3.THE GREEN HORNET (Dir. Michel Gondry)
The reason it’s so bad is essentially down to studio pressure, however we can only judge the film it became rather than the film it had the potential to be. What we got was a film helmed by one of the most visionary directors of our time that resembled the nondescript output you would expect from the most anonymous of studio stooges. Then there is Seth Rogen. The green hornet was always meant to be an unpleasant guy; Rogen has stretched that idea to breaking point with him being the typical slacker you get in any of his films added with the sort of ego that means Britt Reid thinks he is a gift to all women, which was agonising to watch. It does have good bits, exclusively when Jay Chou is on-screen, however Rogen doesn’t want you to forget him so he muscles his way into a film that doesn’t need him.
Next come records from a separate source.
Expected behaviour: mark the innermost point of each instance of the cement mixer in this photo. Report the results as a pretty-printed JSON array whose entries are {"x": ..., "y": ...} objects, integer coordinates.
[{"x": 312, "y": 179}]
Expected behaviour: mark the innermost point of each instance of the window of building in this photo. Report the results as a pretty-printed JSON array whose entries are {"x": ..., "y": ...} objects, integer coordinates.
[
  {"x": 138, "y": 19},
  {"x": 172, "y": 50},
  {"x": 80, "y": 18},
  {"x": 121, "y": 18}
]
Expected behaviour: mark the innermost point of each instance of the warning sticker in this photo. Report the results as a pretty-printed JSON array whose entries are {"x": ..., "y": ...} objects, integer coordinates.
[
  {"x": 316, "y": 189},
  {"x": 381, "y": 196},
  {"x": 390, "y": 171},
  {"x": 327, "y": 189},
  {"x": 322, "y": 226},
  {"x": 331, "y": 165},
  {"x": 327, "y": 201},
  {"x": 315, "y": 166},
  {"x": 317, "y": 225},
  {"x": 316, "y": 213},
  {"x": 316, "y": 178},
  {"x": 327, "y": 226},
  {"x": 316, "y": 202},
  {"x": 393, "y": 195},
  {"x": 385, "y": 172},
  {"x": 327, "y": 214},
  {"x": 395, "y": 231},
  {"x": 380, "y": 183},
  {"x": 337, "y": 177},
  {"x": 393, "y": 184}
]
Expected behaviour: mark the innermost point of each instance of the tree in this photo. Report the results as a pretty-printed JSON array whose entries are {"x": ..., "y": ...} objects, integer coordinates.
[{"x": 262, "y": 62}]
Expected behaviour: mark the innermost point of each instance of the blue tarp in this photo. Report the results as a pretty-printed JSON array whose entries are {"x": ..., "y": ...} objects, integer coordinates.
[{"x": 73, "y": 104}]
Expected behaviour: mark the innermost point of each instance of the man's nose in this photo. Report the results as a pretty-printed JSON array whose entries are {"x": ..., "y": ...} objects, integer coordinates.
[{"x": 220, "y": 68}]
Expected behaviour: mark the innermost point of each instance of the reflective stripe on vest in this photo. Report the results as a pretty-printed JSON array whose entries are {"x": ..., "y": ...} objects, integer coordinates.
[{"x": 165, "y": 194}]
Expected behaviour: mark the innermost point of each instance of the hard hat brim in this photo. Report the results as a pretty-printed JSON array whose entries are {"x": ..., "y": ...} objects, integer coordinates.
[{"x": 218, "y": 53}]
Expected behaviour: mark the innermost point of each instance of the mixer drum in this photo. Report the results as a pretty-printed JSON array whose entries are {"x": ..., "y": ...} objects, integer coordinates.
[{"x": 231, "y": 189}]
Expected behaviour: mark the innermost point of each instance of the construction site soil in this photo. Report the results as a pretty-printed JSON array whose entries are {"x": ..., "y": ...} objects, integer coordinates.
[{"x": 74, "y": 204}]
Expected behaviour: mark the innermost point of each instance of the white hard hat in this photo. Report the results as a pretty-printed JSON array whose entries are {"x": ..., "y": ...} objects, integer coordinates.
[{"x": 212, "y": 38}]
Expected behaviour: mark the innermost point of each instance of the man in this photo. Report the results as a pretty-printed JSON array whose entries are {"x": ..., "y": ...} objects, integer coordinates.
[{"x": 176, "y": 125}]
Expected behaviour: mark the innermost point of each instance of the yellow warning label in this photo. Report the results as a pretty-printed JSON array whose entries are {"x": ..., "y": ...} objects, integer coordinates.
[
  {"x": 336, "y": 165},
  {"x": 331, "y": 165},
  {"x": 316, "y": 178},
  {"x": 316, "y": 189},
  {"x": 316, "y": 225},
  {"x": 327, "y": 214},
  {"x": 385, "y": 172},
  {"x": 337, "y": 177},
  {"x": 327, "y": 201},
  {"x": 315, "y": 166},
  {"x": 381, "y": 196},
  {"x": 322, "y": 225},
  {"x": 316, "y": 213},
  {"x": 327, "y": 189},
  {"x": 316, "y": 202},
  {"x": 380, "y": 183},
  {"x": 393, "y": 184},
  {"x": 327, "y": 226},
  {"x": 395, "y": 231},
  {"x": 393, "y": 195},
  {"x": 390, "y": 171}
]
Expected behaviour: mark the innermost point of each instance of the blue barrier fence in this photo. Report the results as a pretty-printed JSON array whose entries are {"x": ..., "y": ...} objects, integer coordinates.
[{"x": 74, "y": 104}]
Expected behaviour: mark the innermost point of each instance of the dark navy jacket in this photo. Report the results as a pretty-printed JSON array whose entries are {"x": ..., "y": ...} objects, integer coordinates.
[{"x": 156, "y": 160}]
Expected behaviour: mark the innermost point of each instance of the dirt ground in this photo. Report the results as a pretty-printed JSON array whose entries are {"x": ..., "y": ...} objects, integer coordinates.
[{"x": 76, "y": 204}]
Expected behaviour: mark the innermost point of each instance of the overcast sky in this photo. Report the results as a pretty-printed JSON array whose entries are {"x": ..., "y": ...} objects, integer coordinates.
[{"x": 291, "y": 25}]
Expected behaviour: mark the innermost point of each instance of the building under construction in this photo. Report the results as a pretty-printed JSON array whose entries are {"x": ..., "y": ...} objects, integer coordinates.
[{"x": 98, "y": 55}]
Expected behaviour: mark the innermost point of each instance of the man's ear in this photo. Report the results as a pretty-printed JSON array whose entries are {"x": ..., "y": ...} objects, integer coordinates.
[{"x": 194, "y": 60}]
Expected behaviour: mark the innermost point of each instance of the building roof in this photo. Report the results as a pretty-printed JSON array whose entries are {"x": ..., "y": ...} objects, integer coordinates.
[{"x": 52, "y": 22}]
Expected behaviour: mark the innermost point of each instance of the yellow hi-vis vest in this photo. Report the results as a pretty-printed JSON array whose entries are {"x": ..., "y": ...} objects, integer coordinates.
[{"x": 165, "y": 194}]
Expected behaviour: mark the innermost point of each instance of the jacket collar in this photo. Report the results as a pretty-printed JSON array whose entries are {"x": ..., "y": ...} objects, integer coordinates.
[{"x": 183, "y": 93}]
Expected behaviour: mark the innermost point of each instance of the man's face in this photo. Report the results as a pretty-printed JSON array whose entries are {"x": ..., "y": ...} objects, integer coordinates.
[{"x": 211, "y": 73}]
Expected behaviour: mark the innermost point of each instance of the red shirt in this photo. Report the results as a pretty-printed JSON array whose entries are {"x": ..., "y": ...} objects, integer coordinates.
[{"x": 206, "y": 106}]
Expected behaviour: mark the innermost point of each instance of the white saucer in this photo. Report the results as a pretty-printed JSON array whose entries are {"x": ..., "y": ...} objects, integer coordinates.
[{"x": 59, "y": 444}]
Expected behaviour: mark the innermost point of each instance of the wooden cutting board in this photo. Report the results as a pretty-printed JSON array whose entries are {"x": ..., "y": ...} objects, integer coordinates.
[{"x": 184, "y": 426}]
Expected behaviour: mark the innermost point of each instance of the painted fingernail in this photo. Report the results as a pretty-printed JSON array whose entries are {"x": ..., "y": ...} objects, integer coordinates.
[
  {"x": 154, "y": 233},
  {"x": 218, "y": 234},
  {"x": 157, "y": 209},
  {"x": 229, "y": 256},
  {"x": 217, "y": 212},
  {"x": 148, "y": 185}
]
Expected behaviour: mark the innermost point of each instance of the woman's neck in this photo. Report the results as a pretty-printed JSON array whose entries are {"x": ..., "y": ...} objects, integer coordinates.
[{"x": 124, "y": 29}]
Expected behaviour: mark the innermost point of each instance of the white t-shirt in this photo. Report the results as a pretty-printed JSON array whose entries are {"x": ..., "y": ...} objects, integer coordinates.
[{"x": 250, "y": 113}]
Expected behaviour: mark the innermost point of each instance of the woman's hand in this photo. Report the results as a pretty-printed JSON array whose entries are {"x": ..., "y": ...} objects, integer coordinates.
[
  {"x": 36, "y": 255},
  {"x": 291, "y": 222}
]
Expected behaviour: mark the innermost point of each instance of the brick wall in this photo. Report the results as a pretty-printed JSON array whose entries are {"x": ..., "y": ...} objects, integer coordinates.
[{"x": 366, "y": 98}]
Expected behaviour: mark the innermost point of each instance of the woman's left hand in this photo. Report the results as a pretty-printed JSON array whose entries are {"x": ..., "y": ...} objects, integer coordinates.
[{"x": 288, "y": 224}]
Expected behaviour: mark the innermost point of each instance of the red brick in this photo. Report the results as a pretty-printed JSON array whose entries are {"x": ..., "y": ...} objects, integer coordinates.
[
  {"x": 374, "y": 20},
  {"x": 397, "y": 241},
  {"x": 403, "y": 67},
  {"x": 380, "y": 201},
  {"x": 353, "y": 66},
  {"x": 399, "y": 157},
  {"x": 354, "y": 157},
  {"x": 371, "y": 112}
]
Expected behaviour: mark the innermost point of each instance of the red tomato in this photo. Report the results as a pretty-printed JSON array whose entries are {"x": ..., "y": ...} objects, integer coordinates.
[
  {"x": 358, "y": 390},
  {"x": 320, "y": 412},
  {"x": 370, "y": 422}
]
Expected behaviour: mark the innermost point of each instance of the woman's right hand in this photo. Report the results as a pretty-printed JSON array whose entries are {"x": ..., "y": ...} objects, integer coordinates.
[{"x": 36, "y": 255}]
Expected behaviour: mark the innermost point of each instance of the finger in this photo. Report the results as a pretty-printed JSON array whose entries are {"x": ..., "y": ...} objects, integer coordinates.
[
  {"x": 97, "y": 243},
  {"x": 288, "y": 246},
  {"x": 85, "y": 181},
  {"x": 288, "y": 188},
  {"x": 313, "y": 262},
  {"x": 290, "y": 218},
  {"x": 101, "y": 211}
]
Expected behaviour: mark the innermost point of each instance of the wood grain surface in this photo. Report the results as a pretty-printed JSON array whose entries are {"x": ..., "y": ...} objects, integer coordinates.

2. MOTHERS DAY (Dir. Darren Lynn Bousman)
Darren Lynn Bousman has taken the gore he pedaled in the saw series (2-4) and tried to give it more meaning and depth in his dire remake of the troma classic mother’s day. He takes a cast of non-characters that would be common place in the shoddiest of all horror sequels and used them to suggest that everybody can potentially sell out their best friends, killing them in often brutal circumstances just to help themselves. Gore is used in and of itself; there is no great significance there. Then the so-called great performance of Rebecca De Mornay is nothing more than the tone used to condescend to children only to adults, miraculous performance right there folks. A badly told, acted and directed film used to house a poisonous subtext.
1. SUCKER PUNCH (Dir. Zack Snyder)
Here we are the big kahuna of bad films in 2011 is sucker punch by Zack Snyder. The worst thing about sucker punch is that it is supposed to be some sort of feminist text. The female characters are all defined by the male gaze, their sexual prowess. These are just beautiful women, rather than characters with any depth or personality beyond their stripper like stage presence. A point which is made even harder to swallow thanks to the films incredibly vocal fans stating that this is deep and us naysayer’s don’t understand it. There is nothing more to understand than Zack Snyder showing how bad a writer he is, even his usual striking images and set pieces lack drive. The soundtrack had some of the worst cover songs I have ever heard, that alone was enough have me on the edge of my seat ready to leave. Sucker Punch is the worst film of 2011, a series of lifeless set-pieces strung together one after the other which turns so-called feminism into sexism in a conceptually blunt, stupid, painful movie. Whether comic book and anime fans find its spectacle cool is irrelevant when the rest of the film is as offensive a mess as Sucker Punch.